Manche derer sind ein »best try« — ich habe versucht, sie möglichst allgemeingültig zu formulieren. Schimpft ruhig in die Kommentare, wenn ihr anderer Meinung seid. Oder wenn ihr andere Ideen habt!
Inhalt-Kriteriengruppe
Etwas schwieriger festzustellen als die Form-Kriterien sind Qualitätskriterien, die sich auf den Inhalt beziehen. Entgegen von Form-Methoden, wie z.B. der Messung der Episodendauer (asymmetrisches Möven-Modell) oder dem Abzählen genutzter Kraftausdrücke (»Fuck!«-Anteil), müssen hier nämlich Episode / Staffel / Serie bis zum Ende geschaut werden um eine Aussage treffen zu können. Und wenn man erst am Ende von 42, 1008, 50821 Minuten merkt, dass die Show in differierenden Teilen Quatsch war, dann ist das Ärgerungspotenzial sichtungsabhängig mitunter groß.

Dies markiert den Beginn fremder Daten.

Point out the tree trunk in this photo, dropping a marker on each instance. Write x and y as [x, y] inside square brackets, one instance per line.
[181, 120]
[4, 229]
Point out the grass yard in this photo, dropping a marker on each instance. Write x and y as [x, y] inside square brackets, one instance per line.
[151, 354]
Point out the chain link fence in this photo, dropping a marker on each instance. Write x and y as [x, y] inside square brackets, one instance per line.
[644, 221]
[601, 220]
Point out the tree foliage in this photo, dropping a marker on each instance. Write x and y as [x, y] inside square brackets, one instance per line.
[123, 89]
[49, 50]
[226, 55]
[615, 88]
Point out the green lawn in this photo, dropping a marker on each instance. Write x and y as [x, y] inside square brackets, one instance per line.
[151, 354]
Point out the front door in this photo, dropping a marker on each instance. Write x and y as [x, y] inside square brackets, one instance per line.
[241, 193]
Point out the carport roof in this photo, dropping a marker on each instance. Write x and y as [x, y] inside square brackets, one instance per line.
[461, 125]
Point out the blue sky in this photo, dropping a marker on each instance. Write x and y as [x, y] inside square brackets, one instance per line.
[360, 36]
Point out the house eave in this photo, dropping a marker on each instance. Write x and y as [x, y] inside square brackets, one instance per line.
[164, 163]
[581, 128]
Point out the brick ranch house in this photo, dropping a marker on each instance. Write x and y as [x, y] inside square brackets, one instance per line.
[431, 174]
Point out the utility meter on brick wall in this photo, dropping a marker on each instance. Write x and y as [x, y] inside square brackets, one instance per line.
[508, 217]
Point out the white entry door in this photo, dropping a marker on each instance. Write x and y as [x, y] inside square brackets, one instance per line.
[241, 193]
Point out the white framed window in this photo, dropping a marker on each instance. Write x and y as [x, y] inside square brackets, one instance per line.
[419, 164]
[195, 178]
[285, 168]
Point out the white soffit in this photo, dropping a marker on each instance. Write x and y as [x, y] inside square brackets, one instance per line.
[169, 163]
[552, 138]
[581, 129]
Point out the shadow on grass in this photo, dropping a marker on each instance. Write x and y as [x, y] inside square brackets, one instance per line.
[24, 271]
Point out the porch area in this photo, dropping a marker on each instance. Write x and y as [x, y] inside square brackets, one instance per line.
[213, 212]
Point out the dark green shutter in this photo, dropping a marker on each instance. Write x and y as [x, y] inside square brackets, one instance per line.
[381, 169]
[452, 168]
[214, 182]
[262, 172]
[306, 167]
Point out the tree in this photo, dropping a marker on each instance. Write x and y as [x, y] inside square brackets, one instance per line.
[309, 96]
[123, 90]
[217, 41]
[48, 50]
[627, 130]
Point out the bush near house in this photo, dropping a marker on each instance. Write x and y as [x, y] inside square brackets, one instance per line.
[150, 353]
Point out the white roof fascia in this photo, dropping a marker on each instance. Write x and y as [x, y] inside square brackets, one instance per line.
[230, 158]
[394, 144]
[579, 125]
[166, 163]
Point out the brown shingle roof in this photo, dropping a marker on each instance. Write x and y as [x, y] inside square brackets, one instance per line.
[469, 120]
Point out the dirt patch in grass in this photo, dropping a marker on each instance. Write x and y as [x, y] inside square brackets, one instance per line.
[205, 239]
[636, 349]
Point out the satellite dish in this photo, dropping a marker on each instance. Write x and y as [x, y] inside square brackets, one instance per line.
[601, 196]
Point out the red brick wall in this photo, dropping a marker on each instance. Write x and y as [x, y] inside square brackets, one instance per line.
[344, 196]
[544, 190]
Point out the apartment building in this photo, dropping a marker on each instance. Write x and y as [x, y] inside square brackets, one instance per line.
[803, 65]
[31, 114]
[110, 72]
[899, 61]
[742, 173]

Ebenfalls ist die Quantifizierung von Qualitätskriterien dieser Gruppe relativ schwer.
Die Nerdskala — Authentizität des verwendeten Computer-Equipments
Ein Wespennest voller Fettnäpfchen bilden Computer in TV-Serien. Die größten Fehler, die eine Serie begehen kann, nach Schlimmheit auf der Nerdskala sortiert (schlimmstes zuerst):
- IPs from Hell — IP-Adressen der Form 521.453.2541.852. Eigentlich gar nicht so wild; das wissen sowieso nur die Supernerds unter den Zuschauern und dann sind’s ja auch nur ein paar Zahlen, was? ABER VERDAMMTE AXT, das ist so schlimm, weil es so simpel ist! Liebe TV-Produktion, IP-Adressen bestehen aus vier Zahlen, wobei jede unter 256 sein muss. TV-Serien, die IP-Adressen from Hell benutzen, wollen cool, credible und am Zahn der Zeit sein, nehmen den Zuschauer aber nicht ernst genug, um auch nur 5 Sekunden Recherche zu betreiben. Großer Nerdskalenfail.

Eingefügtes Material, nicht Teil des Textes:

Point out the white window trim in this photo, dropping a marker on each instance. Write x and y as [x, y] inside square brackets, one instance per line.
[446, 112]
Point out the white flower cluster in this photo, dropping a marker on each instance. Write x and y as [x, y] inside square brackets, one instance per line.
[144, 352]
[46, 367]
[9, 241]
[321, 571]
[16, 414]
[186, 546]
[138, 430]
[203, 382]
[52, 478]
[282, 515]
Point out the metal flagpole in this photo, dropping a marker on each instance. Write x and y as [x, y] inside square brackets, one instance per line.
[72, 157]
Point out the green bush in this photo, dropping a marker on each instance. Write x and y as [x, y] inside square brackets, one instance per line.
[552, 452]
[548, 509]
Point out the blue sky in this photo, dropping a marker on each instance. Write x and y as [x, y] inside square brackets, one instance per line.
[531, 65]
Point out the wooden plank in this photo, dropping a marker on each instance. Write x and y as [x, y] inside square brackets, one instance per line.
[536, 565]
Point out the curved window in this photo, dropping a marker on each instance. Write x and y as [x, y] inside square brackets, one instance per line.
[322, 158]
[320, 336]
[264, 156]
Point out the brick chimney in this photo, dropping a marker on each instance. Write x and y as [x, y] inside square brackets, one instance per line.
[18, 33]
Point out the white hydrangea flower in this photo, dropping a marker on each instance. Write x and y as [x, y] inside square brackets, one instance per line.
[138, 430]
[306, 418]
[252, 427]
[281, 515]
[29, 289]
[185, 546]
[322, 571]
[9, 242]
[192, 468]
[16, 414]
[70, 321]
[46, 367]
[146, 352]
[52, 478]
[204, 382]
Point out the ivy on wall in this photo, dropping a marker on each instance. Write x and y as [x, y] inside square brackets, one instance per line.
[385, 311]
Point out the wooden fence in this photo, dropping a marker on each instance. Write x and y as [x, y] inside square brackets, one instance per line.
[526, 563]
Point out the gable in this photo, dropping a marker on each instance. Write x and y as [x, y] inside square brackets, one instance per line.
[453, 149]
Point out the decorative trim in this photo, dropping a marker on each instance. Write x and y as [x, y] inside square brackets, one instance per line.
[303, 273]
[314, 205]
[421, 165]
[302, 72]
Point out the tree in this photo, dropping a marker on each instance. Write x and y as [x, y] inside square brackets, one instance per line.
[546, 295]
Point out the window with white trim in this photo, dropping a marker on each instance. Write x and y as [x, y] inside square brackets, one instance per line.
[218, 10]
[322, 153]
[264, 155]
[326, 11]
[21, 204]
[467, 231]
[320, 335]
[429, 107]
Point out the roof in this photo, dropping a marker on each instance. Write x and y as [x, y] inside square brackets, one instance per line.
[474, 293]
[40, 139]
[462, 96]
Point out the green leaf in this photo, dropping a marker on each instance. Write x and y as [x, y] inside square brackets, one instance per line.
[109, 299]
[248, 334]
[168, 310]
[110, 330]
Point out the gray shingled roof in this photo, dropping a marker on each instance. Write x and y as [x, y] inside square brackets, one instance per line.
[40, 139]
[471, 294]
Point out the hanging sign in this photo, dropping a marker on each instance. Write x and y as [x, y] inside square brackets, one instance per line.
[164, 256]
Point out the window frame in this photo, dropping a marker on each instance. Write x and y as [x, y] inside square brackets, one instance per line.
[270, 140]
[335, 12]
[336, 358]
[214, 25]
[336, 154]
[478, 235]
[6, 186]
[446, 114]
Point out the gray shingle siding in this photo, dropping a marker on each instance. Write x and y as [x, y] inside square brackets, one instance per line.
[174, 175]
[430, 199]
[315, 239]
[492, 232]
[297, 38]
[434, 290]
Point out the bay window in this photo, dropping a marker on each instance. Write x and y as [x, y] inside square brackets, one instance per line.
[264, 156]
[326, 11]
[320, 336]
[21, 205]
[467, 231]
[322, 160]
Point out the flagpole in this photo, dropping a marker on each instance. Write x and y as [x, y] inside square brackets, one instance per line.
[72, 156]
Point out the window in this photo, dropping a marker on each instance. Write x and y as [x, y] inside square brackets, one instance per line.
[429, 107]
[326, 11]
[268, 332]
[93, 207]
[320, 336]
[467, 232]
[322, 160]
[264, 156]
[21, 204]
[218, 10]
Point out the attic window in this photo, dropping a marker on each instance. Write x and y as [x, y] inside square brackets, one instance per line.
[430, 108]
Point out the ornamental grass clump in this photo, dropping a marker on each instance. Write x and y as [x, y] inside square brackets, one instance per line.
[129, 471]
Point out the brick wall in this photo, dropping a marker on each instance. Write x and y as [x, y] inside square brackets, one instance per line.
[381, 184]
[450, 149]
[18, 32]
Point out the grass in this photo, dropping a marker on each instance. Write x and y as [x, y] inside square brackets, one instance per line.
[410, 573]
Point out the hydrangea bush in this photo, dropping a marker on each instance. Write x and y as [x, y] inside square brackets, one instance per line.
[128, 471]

- Superhackers. Serien, die Hacken mit Stricken oder gar Klopapierfalten verwechseln, befinden sich unten auf der Nerdskala. Ist die Dauer eines Hacks eines Firmennetzwerks kleiner als 5 Stunden2, so rutscht die Serie auf der Nerdskala 100/t_Hack hinab. Gleiches gilt für das Knacken von Tür-Code-Schlössern durch das Vorhalten eines lustigen Geräts. Das macht einfach keinen Sinn.
- Betriebssysteme. Zum Beitritt in die Kategorie »gewollt, aber nicht gekonnt« führt häufig der Versuch, ein Nicht-Standard-Betriebssystem3 zu verwenden. Serien erhalten allerdings instantan ein +20-Level-Up auf der Nerd-Skala, wenn sie ein Nicht-Standard-Betriebssystem vernünftig und konsistent verwenden (Beispiele: Fringe, Hawaii Five-0).

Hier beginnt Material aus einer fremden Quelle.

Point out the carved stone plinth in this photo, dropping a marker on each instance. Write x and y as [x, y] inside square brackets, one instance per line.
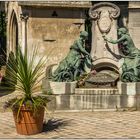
[62, 87]
[104, 21]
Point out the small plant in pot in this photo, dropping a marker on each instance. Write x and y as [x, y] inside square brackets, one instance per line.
[28, 108]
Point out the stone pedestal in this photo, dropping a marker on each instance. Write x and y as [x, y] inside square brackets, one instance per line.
[62, 87]
[104, 21]
[130, 93]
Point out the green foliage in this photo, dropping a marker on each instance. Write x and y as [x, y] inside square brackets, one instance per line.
[28, 71]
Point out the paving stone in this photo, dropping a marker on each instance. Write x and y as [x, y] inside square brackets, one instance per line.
[79, 125]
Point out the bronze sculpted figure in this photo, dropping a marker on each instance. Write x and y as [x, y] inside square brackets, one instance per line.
[75, 62]
[131, 55]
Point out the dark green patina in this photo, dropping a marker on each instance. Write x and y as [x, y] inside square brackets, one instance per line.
[75, 62]
[131, 55]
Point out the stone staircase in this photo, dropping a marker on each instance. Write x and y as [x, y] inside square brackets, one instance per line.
[89, 99]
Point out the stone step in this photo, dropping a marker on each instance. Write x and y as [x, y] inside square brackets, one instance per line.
[87, 102]
[99, 91]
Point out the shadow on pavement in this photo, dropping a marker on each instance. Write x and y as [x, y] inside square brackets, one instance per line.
[54, 124]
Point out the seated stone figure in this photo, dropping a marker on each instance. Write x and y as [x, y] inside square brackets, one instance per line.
[131, 55]
[75, 62]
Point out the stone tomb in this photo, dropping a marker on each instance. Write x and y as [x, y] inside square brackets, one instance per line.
[124, 95]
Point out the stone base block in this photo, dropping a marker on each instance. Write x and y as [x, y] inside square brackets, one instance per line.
[62, 87]
[131, 94]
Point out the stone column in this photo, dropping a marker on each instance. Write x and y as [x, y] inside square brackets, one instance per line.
[104, 21]
[24, 18]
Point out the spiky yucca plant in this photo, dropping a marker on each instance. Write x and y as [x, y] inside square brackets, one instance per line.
[24, 74]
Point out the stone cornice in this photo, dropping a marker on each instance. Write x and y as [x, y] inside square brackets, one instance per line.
[68, 4]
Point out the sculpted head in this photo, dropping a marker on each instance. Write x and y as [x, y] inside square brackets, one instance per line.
[84, 35]
[122, 31]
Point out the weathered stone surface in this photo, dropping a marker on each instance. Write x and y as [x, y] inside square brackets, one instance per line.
[81, 4]
[104, 20]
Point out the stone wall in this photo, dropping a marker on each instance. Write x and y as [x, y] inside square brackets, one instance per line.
[134, 22]
[53, 30]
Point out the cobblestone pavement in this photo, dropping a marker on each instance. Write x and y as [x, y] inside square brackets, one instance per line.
[80, 125]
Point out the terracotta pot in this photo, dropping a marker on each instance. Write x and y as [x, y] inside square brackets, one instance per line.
[28, 122]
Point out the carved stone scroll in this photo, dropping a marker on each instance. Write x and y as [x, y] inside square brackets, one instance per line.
[104, 21]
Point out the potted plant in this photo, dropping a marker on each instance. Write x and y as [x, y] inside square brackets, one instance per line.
[28, 109]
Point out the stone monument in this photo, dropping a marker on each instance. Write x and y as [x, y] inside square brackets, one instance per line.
[104, 21]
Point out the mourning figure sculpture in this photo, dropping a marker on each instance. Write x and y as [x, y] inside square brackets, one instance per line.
[75, 63]
[131, 55]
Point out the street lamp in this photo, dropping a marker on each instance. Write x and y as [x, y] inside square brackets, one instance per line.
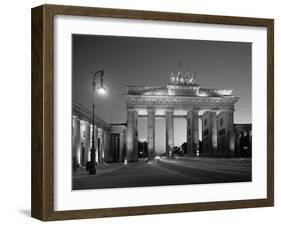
[101, 90]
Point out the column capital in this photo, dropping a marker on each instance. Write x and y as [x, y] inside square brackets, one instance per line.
[131, 109]
[195, 109]
[150, 109]
[169, 110]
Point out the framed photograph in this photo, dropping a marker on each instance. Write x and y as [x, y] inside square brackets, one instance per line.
[141, 112]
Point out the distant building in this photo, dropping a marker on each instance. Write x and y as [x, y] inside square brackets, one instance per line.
[109, 138]
[212, 109]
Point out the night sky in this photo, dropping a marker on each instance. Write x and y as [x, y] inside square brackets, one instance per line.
[149, 62]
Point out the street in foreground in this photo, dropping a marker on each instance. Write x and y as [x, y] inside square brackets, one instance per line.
[163, 171]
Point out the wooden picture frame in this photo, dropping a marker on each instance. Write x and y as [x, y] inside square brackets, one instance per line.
[43, 112]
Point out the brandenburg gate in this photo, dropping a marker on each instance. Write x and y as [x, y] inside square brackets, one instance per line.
[212, 109]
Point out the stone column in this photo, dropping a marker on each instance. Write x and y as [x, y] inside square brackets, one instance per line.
[189, 134]
[231, 133]
[214, 131]
[121, 148]
[151, 133]
[195, 129]
[206, 134]
[101, 150]
[96, 144]
[131, 137]
[107, 146]
[169, 133]
[76, 142]
[87, 141]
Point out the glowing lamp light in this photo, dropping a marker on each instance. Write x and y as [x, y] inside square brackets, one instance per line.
[101, 90]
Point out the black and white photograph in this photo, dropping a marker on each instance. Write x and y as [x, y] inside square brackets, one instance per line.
[160, 112]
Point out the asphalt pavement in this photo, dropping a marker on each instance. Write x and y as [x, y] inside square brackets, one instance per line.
[164, 171]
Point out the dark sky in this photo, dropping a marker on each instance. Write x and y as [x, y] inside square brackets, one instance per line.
[149, 61]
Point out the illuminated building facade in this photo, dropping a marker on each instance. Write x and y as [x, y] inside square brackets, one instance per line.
[209, 115]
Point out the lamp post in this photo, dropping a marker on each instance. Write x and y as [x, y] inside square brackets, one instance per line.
[102, 91]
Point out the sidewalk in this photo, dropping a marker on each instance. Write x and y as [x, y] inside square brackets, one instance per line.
[100, 170]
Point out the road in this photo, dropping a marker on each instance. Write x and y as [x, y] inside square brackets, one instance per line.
[169, 172]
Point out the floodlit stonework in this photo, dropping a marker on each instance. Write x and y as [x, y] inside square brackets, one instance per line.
[212, 109]
[183, 94]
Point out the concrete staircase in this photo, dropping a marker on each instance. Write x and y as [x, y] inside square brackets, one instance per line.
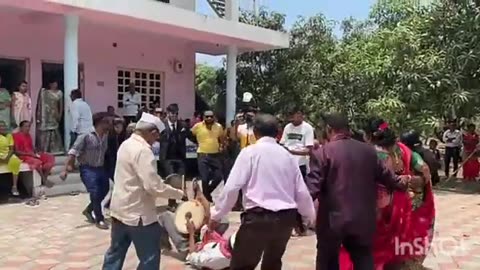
[73, 183]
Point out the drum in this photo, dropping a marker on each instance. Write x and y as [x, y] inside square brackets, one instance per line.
[191, 210]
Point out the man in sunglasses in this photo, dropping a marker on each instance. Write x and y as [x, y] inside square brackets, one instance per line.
[210, 138]
[173, 147]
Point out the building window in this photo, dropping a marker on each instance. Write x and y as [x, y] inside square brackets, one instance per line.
[148, 83]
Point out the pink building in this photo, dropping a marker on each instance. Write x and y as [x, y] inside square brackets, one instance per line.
[102, 45]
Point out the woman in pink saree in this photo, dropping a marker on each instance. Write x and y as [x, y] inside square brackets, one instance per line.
[405, 220]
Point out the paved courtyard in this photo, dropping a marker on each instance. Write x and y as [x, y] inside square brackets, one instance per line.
[55, 236]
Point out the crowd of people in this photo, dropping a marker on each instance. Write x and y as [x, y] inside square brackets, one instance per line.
[362, 192]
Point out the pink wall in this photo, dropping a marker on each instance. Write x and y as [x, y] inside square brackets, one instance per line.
[40, 37]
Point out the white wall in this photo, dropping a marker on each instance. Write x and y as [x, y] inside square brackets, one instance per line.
[185, 4]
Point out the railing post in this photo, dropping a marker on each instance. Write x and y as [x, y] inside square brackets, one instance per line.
[232, 14]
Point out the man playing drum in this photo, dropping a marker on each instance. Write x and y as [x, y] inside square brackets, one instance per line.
[190, 236]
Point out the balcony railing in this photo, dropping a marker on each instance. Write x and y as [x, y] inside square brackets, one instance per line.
[218, 7]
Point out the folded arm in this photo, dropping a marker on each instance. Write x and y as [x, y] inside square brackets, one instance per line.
[239, 176]
[318, 172]
[152, 183]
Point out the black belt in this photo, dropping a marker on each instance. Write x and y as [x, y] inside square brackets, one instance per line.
[260, 210]
[208, 155]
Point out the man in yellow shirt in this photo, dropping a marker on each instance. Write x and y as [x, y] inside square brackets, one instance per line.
[210, 138]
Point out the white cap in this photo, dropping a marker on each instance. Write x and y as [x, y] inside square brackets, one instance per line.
[152, 119]
[247, 97]
[232, 239]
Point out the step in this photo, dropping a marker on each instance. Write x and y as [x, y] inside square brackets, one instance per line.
[73, 183]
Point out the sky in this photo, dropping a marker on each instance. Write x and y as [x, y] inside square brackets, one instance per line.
[333, 9]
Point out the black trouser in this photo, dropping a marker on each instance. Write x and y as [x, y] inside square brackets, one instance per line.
[73, 138]
[328, 251]
[300, 226]
[173, 166]
[211, 173]
[269, 231]
[144, 238]
[451, 153]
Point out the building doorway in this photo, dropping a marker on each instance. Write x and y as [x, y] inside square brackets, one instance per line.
[12, 71]
[54, 72]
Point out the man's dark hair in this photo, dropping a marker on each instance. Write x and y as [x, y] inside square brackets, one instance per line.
[337, 121]
[99, 117]
[76, 94]
[295, 110]
[265, 125]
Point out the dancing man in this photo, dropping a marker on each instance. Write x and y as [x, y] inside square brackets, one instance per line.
[273, 190]
[298, 137]
[89, 149]
[133, 209]
[210, 138]
[173, 147]
[344, 174]
[453, 144]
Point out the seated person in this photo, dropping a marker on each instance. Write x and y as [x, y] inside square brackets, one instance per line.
[212, 252]
[41, 162]
[186, 244]
[7, 157]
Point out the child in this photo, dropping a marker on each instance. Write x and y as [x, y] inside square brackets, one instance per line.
[434, 172]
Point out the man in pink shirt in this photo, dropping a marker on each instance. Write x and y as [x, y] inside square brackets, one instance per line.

- Logoretusche. Entfernt eine Serie das Logo des Computers / Handys — und das ist meistens der Apfel auf der Bildschirmrückseite eines MacBooks — macht sich damit ein wenig lächerlich. Jeder weiß, was hinter dem Aufkleber zu sehen ist. Jedem fällt’s auf. Nicht positiv. Logoabstinenz hat für mich immer den Beigeschmack, am Zahn der Zeit bleiben zu wollen (wie bei den IPs from Hell), aber bloß keine kostenlose Werbung für den Ersteller des Produkts zu machen. Kommerz at its best. Und das mag ich nicht.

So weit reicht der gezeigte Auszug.